9 But the LORD’S portion is his people,
Jacob his allotted heritage.
– Deuteronomy 32:9 (ESV)
The Prodigal Son (Luke 15:11-32) contains three primary characters: a father and two sons. The younger son rebels and asks for his inheritance so he could live his life his way. The Father gives him what he wants. Eventually the prodigal returns home to an overjoyed Father, but the older son who never left is jealous. The nations rebelled and the LORD let them go. Israel was his “firstborn” (Exodus 4:22) and was with the Father. Jesus shared this parable because the Pharisees were grumbling about His assocation with sinners. The sinners are the younger brother – the nations – and the Pharisees were the older brother – Israel. While the younger brother went out on his own, he was given over to the nations where he spent his money, and ultimatley became enslaved to them. The nations where the prodigal journeyed are analogous to the sons of God whom the LORD gave authority to rule, who enslaved the Gentiles and ruled them unjustly. Remember, these are parallels, and not every detail is a one-to-one analogy, but the metaphor at work in this parable broadly demonstrates the disinherited nations and foretells their return to the Father.

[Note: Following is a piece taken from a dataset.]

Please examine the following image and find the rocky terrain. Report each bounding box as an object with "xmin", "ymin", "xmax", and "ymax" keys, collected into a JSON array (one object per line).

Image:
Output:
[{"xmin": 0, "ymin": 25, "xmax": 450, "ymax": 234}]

Now, this stirs up other questions that deserve answers. For the sake of this article’s brevity, I encourage you to view the video for a more comprehensive take on this subject. So, to wrap this subject up and perhaps whet your appetite for some more digging, here’s a bullet list about the divine council.
- God’s divine council is comprised of the sons of God – his created heavenly beings. (Job 1:6; Job 2:1)
- Satan was numbered in this council but rebelled.
- Other sons of God later followed Satan in his rebellion. (Genesis 6:1-4; Genesis 11:1-9; Deuteronomy 32:8)
- The sons of God from the Genesis 6 account have been imprisoned since the flood. (2 Peter 2:4; Jude 1:6)
- The judgment of the sons of God who had authority over the nations is pronounced in Psalm 82.
- Christ reclaimed all of the authority that He distributed to the sons of God via his death, burial, and resurrection. (Matthew 28:18-20)
- Pentecost is the first given sign that Babel is being reversed in Christ.
- Believers will replace the sons of God who rebelled in the divine council and judge them on the day of their final judgment. (1 Corinthians 6:3)
These bullet points go beyond what I covered, but as I said, I’m hoping to whet your appetite for digging a little deeper. I am indebted to Dr. Heiser for making this content accessible to lay people like myself. Thank you, LORD, for the servants you equip to help us along the way.